Mr CLOAREC a donc rédigé une fausse attestation utilisée en justice par la partie civile à l’instigation de Mme BEAUGE qui la savait ou aurait du la savoir inexacte. Pour ma part, je ne me suis intéressé à Mr CLOAREC et à son passé qu’après avoir constaté qu’il prétendait avoir servi sous mes ordres. Ce que je savais faux.

CLOAREC ajoute à l’imitation de Mme IGHILAHRIZ que des parachutistes furent tués à Chebli. C’est tout aussi faux.
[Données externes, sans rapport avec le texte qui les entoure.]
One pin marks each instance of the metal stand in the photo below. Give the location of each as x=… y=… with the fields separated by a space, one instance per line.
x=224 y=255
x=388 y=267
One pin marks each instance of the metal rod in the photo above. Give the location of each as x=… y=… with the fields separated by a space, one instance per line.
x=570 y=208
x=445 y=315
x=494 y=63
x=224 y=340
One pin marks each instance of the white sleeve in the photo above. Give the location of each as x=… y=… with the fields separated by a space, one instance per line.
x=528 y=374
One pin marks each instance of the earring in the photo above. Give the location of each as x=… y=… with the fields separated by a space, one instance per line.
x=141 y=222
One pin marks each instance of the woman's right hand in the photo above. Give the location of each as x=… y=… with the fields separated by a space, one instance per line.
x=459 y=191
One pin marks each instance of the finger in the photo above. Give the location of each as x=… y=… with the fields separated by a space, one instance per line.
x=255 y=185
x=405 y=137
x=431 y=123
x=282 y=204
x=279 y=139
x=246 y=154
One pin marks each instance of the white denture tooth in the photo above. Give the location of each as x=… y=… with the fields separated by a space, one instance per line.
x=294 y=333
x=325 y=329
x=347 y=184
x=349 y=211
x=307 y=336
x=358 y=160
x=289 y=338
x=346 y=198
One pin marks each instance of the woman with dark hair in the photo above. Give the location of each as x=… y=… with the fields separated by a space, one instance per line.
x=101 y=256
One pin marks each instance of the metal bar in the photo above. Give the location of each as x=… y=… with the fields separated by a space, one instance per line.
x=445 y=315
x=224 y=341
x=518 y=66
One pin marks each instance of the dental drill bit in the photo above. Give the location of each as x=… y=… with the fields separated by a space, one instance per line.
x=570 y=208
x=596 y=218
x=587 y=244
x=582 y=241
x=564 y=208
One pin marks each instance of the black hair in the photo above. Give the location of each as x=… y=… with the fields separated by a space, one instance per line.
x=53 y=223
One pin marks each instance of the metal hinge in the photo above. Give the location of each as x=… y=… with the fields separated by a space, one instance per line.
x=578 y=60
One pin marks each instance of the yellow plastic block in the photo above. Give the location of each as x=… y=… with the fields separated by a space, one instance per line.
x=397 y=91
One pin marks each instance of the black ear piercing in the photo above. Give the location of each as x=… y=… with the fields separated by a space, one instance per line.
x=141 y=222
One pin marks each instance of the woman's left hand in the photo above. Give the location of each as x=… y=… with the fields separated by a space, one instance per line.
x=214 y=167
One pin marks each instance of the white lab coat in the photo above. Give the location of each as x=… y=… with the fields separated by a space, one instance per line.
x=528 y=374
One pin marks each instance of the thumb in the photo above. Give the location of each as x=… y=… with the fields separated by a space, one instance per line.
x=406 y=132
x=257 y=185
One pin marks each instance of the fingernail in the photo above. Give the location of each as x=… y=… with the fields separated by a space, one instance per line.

Les journaux de marches et des opérations attestent que le 1er R.E.P. qui a mené le coup de main n’a eu aucun tué entre le 26 juillet et le 7 décembre de 1957 et que, le 3ème R.P.C. n’a eu aucun tué entre le 23 septembre et le 16 octobre.

Le 29 septembre Clo-Clo célébrait la saint Michel à Sidi Ferruch avec ses camarades de la 3ème compagnie du 3ème R.P.C. Plusieurs en témoignent.

Au total, Mme BEAUGE n’a pris aucune précaution pour vérifier les déclarations plus que fantaisistes de son ami Clo-Clo qui n’était pas le témoin décisif « tombé du ciel » qu’elle voyait en lui. Pour une journaliste se voulant « d’investigation » elle a manqué de sérieux et de prudence.

Ajoutons enfin que j’ai dédié « Alger été 1957 une victoire sur le terrorisme » à une victime d’un attentat à la bombe que j’ai vu mourir sous mes yeux le 3 juin 1957. Mme BEAUGE dédie le sien à Ali MOULAY l’organisateur de l’attentat à la bombe du casino de la corniche qui fit une centaine de victimes. Les lecteurs apprécieront.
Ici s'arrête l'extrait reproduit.